A decisão do Copom de 29 de abril de 2026 confirma que o ciclo de queda dos juros brasileiros está em curso — ainda que em ritmo mais lento do que muitos empresários gostariam. Após manter a Selic em 15% ao ano por nove meses consecutivos — o maior patamar desde 2006 —, o Banco Central promoveu o primeiro corte em março e deu sequência em abril, chegando aos atuais 14,50% ao ano.
No entanto, a cautela do Copom é deliberada. Além da inflação acima da meta — com o IPCA-15 de abril acelerando para 4,37% em 12 meses —, o conflito geopolítico no Oriente Médio pressiona os preços de combustíveis e commodities, criando um ambiente externo que o próprio Banco Central classifica como “incerto”. Portanto, cortes graduais de 0,25 p.p. devem continuar, mas sem pressa — e o gestor que planejar seu caixa baseado em quedas mais agressivas pode ser surpreendido.
A Trajetória Recente da Selic
O Alívio no Custo do Capital de Giro
Para empresas com dívidas atreladas ao CDI — que acompanha de perto a Selic —, cada corte de 0,25 ponto percentual representa uma redução imediata no custo financeiro dos contratos pós-fixados.

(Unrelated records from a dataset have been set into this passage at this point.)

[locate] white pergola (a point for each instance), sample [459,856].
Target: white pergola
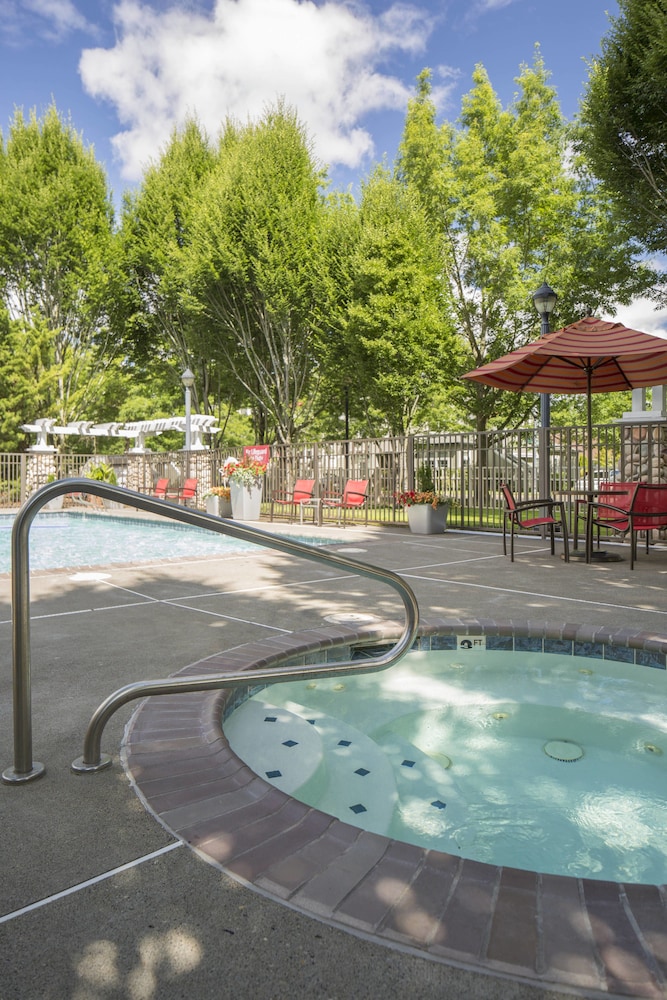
[46,427]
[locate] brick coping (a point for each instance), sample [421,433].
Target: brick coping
[604,938]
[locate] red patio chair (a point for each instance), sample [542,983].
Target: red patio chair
[635,507]
[355,495]
[303,492]
[516,514]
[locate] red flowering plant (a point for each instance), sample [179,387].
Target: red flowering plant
[245,472]
[408,498]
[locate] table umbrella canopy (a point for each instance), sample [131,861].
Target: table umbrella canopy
[591,355]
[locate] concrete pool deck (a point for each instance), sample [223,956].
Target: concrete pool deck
[100,900]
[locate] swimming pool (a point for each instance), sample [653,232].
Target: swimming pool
[59,541]
[520,759]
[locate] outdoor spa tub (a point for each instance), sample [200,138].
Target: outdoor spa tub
[582,913]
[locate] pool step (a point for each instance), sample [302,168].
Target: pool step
[316,758]
[277,744]
[429,801]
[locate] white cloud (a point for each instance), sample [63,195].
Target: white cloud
[642,314]
[323,59]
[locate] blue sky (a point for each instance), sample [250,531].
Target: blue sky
[129,70]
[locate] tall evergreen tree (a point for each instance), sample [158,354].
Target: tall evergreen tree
[57,261]
[256,259]
[623,128]
[512,209]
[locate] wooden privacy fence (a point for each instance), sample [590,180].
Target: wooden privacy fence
[466,466]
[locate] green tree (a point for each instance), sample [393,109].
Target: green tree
[57,261]
[261,282]
[163,334]
[623,129]
[398,342]
[512,209]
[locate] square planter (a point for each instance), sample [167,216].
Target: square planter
[246,502]
[218,506]
[425,520]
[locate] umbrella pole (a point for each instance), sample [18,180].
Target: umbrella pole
[600,555]
[589,428]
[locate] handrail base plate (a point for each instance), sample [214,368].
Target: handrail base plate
[13,777]
[79,766]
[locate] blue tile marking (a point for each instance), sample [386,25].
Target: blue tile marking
[594,650]
[651,658]
[623,654]
[527,644]
[563,646]
[443,642]
[500,642]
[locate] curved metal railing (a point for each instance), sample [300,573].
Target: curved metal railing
[92,760]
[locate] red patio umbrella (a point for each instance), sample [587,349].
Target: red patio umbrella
[591,355]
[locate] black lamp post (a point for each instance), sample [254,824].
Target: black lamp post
[188,380]
[545,302]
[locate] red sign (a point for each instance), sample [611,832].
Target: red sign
[258,453]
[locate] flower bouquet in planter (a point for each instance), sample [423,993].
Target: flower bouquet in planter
[427,510]
[246,478]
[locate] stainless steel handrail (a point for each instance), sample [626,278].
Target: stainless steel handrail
[25,769]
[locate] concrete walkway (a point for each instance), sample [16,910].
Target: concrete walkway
[99,901]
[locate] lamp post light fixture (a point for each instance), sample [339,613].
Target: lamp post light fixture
[545,302]
[188,380]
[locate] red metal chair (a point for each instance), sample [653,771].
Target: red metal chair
[627,507]
[515,513]
[355,495]
[303,492]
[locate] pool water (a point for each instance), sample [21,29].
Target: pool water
[58,541]
[536,761]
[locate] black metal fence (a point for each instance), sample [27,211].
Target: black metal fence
[468,467]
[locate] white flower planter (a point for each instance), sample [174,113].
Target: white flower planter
[218,506]
[425,520]
[246,502]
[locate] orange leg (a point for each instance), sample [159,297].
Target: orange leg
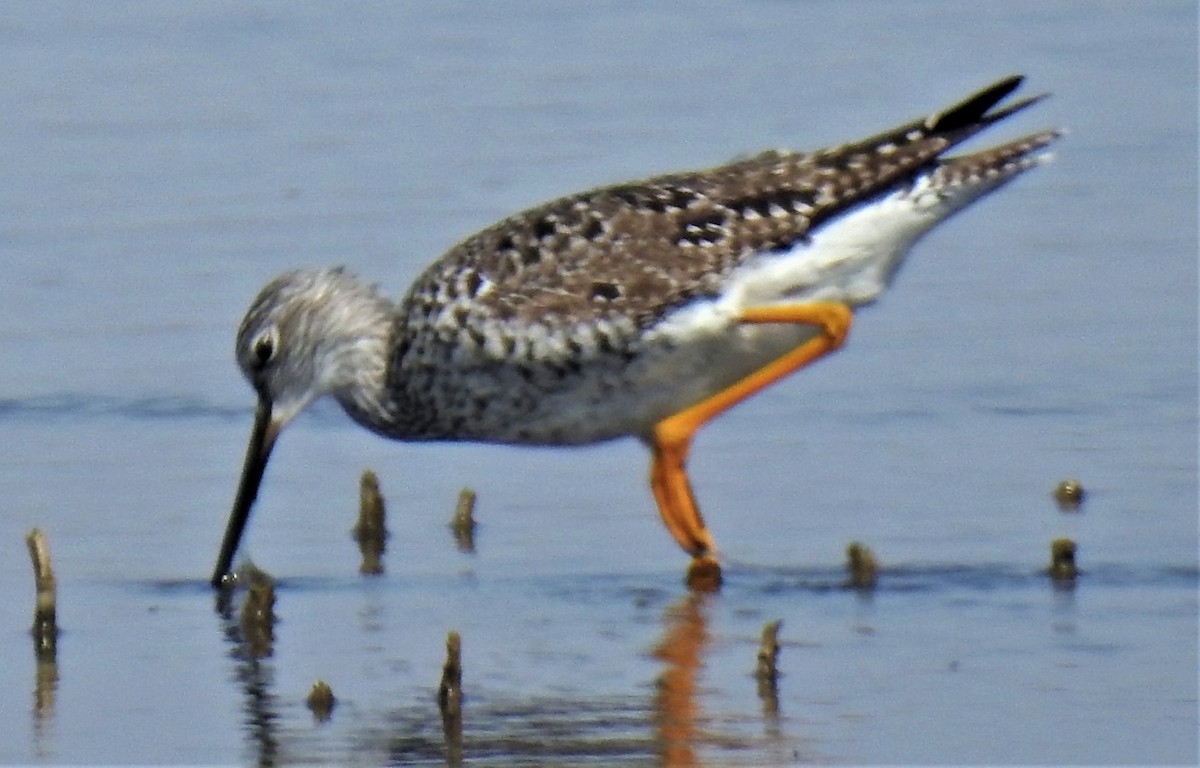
[672,436]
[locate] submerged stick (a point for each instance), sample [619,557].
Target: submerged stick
[862,565]
[450,699]
[371,531]
[462,525]
[767,667]
[257,618]
[1062,562]
[321,701]
[1069,495]
[46,628]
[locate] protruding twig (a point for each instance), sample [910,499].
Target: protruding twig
[46,629]
[321,701]
[462,525]
[371,531]
[1069,495]
[1062,562]
[767,670]
[862,565]
[450,699]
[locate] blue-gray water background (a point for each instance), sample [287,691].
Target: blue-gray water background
[163,160]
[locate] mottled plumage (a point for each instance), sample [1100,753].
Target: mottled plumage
[607,313]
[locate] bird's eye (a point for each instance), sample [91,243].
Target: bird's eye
[264,346]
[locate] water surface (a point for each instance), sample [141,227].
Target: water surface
[165,160]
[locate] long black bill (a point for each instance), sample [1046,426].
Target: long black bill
[262,438]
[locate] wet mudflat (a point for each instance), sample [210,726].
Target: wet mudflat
[165,160]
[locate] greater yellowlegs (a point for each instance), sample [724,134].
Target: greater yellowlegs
[643,309]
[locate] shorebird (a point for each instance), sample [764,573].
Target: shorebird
[643,309]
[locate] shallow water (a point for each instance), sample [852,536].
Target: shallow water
[165,160]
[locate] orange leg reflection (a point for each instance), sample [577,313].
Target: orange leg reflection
[675,701]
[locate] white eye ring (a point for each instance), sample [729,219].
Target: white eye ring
[264,346]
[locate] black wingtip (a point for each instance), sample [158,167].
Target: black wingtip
[973,111]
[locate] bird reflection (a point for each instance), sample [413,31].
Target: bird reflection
[250,633]
[675,700]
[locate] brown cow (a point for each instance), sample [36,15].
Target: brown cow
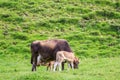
[46,50]
[62,56]
[50,65]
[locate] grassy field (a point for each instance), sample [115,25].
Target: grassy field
[91,27]
[89,69]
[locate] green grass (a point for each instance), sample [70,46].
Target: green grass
[91,27]
[18,67]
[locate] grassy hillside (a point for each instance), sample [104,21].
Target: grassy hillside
[91,27]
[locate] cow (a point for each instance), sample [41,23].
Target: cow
[45,50]
[62,56]
[50,65]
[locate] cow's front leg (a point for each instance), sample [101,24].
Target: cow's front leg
[62,65]
[34,64]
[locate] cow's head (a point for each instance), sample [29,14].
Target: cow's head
[76,62]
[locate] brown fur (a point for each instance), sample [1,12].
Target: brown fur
[47,49]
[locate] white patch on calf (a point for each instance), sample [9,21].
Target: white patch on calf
[38,59]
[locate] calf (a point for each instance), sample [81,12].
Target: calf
[64,56]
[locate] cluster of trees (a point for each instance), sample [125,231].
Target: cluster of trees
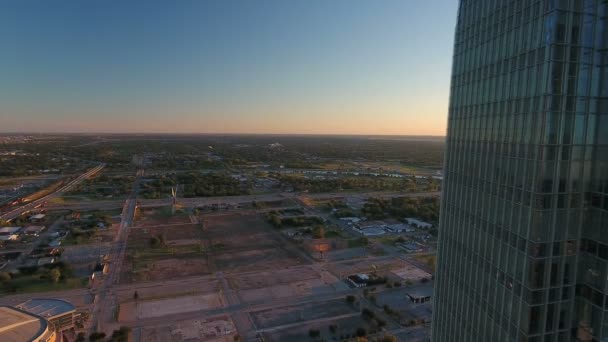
[299,183]
[275,218]
[426,208]
[105,186]
[51,273]
[194,184]
[119,335]
[158,241]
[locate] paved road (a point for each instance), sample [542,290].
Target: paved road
[106,304]
[32,205]
[236,200]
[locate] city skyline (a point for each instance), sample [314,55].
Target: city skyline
[230,67]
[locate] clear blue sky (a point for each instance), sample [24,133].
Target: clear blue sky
[259,66]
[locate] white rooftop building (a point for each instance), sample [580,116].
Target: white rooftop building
[417,223]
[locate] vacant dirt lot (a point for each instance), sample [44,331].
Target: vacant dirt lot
[277,317]
[246,242]
[170,306]
[213,329]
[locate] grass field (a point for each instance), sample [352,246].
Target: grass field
[33,283]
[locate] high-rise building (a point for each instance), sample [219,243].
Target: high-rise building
[523,241]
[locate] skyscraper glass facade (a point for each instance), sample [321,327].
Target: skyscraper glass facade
[523,241]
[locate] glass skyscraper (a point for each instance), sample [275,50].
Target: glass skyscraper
[523,241]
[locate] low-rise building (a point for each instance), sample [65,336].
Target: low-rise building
[59,313]
[33,230]
[418,223]
[350,219]
[421,294]
[37,217]
[358,280]
[399,228]
[9,233]
[17,325]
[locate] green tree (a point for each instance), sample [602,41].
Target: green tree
[5,277]
[389,338]
[121,335]
[97,337]
[55,275]
[318,232]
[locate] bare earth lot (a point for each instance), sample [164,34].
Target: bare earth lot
[169,306]
[248,243]
[282,316]
[211,329]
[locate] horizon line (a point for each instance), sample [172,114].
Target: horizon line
[225,133]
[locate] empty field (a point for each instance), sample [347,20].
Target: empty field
[277,317]
[179,252]
[246,242]
[214,329]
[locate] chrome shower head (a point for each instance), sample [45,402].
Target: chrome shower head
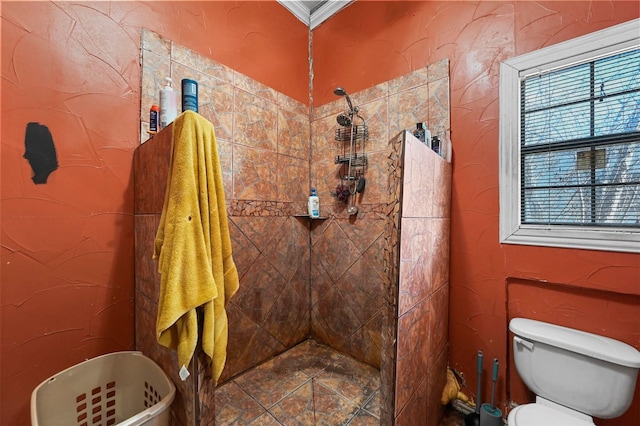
[341,92]
[344,120]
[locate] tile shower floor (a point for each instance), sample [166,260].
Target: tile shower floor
[310,384]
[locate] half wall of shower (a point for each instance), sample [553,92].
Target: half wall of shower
[342,280]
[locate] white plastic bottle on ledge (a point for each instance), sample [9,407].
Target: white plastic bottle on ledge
[168,103]
[314,204]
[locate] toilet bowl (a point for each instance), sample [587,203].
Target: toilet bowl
[575,375]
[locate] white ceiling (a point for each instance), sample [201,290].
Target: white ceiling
[313,13]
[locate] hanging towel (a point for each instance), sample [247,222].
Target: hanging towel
[193,248]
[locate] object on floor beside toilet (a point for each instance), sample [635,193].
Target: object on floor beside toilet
[193,248]
[451,390]
[490,415]
[473,419]
[580,374]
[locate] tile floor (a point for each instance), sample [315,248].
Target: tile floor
[310,384]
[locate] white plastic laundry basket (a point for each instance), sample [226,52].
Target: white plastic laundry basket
[121,388]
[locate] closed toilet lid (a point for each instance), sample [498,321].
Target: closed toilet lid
[541,415]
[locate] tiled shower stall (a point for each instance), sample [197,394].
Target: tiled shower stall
[373,286]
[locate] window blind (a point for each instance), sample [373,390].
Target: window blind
[580,144]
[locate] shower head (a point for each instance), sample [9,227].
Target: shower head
[344,119]
[341,92]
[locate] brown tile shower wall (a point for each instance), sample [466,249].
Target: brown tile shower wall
[263,143]
[423,284]
[347,254]
[379,294]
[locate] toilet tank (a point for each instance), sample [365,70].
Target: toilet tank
[593,374]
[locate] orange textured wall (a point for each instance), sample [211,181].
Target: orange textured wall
[370,42]
[67,245]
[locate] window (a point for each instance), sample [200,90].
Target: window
[570,143]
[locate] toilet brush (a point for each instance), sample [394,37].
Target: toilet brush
[473,419]
[490,415]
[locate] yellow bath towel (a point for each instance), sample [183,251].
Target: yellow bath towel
[193,247]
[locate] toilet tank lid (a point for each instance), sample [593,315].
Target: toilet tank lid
[593,345]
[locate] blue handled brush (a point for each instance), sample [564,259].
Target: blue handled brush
[473,419]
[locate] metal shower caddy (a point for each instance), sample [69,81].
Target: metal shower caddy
[353,161]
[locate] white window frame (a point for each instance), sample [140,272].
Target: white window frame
[601,43]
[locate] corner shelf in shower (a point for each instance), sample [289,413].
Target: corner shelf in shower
[306,216]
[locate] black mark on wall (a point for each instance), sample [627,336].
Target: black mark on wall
[40,151]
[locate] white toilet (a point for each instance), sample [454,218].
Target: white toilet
[574,374]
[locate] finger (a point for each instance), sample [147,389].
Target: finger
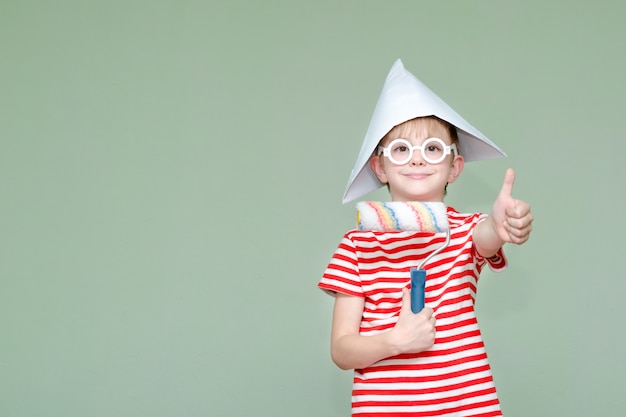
[427,312]
[518,210]
[507,185]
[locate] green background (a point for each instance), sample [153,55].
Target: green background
[171,175]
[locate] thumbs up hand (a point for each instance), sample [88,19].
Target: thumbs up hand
[512,219]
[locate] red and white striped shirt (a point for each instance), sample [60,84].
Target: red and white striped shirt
[453,377]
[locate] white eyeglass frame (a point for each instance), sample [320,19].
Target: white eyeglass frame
[447,149]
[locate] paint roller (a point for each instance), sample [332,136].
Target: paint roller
[407,216]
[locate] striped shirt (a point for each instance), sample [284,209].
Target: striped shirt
[453,377]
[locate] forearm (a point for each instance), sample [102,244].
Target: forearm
[353,351]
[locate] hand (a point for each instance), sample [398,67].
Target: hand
[413,333]
[512,219]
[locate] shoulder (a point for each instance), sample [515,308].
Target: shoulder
[457,219]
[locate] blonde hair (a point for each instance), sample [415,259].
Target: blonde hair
[410,126]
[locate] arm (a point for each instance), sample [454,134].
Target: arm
[510,221]
[349,350]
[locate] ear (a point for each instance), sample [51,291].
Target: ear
[378,168]
[457,167]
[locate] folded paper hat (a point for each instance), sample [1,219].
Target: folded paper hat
[403,98]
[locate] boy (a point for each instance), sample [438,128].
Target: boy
[432,363]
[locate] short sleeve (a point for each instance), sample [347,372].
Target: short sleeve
[342,273]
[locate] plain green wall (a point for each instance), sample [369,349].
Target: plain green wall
[170,184]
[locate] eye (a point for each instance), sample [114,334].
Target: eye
[400,148]
[434,148]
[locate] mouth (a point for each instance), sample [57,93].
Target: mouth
[417,175]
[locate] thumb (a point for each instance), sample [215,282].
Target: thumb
[406,301]
[507,185]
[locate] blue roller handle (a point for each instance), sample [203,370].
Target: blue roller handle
[418,281]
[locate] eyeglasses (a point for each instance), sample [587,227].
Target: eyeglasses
[434,150]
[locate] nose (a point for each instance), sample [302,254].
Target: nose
[417,159]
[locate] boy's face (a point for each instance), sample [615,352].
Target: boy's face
[417,179]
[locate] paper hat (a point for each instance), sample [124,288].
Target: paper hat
[403,98]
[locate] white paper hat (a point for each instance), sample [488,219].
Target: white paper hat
[403,98]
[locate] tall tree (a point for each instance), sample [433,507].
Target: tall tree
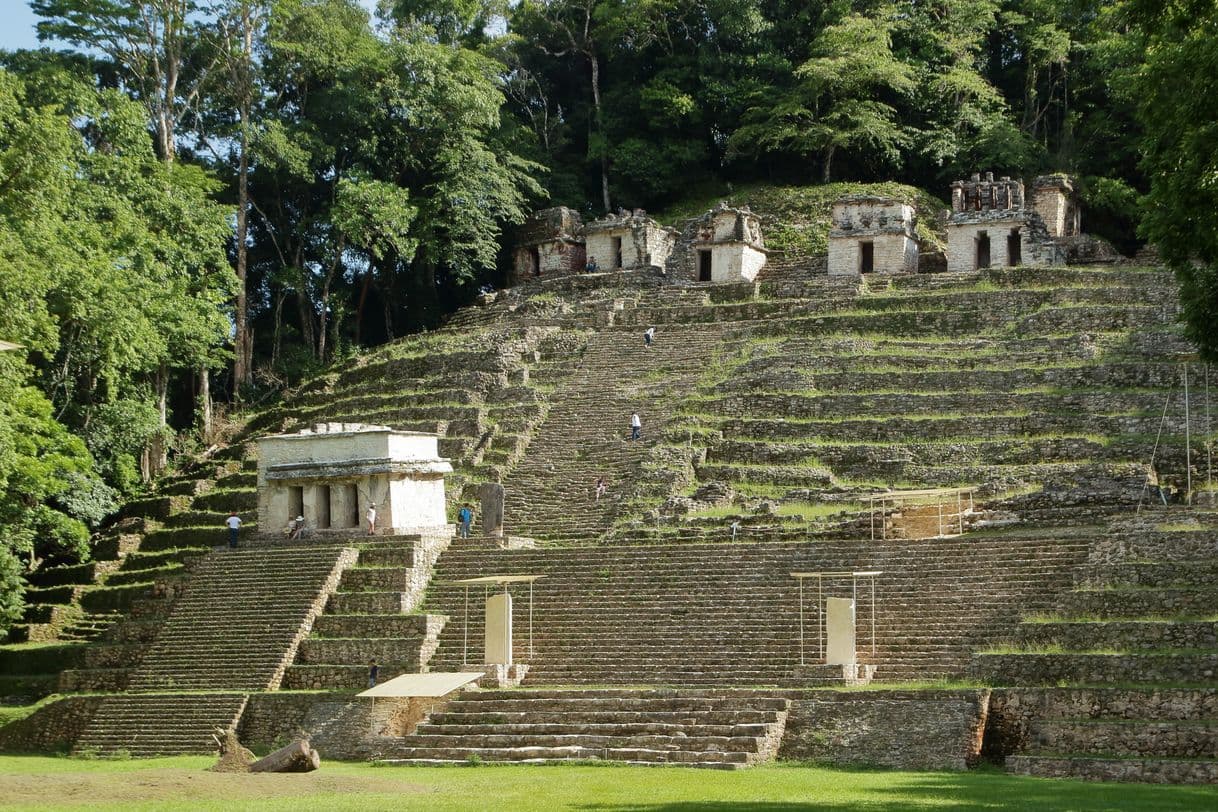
[842,100]
[1180,143]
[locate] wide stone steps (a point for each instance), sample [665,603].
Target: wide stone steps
[646,727]
[154,724]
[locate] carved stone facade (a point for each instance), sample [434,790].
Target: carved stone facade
[1052,197]
[871,234]
[990,225]
[724,245]
[335,471]
[549,244]
[627,241]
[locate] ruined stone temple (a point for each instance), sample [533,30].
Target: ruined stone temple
[872,234]
[993,225]
[549,242]
[724,245]
[331,472]
[848,474]
[627,241]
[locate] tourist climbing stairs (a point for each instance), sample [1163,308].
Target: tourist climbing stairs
[551,493]
[654,727]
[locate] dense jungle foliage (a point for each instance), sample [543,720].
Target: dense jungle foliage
[206,200]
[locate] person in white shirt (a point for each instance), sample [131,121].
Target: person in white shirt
[234,525]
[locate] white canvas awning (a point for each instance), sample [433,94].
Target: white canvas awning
[430,684]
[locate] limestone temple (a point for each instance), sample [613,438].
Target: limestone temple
[962,448]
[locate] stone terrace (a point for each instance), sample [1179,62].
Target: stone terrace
[728,614]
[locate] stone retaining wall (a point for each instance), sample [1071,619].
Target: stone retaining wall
[899,729]
[51,728]
[340,726]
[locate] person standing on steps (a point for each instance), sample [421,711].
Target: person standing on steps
[234,525]
[465,516]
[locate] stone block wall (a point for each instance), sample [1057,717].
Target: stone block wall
[339,726]
[899,729]
[51,728]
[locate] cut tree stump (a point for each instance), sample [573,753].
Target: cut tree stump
[296,757]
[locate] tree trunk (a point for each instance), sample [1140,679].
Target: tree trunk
[205,404]
[601,129]
[157,455]
[296,757]
[359,304]
[241,375]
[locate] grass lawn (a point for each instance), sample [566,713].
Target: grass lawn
[183,783]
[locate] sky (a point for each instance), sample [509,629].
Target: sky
[17,23]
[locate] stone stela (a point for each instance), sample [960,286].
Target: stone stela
[836,625]
[497,649]
[333,472]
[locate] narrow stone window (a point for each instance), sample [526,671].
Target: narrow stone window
[983,250]
[866,257]
[322,510]
[295,500]
[1013,248]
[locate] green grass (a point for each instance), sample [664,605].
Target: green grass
[183,784]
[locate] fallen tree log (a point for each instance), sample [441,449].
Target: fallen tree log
[296,757]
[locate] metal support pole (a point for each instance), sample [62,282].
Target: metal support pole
[800,621]
[1154,452]
[820,616]
[872,614]
[1188,441]
[1210,440]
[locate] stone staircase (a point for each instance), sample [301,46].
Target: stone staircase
[235,627]
[240,619]
[369,617]
[586,434]
[642,727]
[718,615]
[1118,684]
[160,724]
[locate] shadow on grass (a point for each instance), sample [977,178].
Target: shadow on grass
[978,790]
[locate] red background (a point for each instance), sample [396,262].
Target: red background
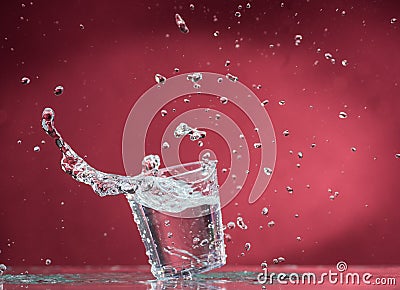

Portanto, empresas que tomaram crédito de capital de giro nos últimos 12 meses já sentiram um alívio de 0,50 ponto percentual no custo acumulado desde março.
O Impacto Prático nos Contratos Pós-Fixados
Contratos de capital de giro, desconto de duplicatas e antecipação de recebíveis indexados ao CDI refletem automaticamente o novo patamar da Selic nas próximas cobranças. Além disso, linhas de crédito rotativo e cheque especial empresarial — embora com spreads bancários elevados — também tendem a cair gradualmente. Consequentemente, empresas que monitoram ativamente o custo financeiro de cada linha de crédito têm a oportunidade de renegociar contratos ou migrar para linhas mais baratas agora.
A Defasagem que o Empresário Precisa Conhecer
É importante, no entanto, calibrar as expectativas: os bancos não repassam os cortes da Selic imediatamente para as taxas cobradas dos clientes. Diante disso, o empresário que espera ver sua taxa de capital de giro cair da noite para o dia vai se decepcionar. Na prática, a defasagem entre a decisão do Copom e o repasse aos contratos varia de 30 a 90 dias — e o spread bancário brasileiro é historicamente resistente a cair na mesma velocidade que a Selic.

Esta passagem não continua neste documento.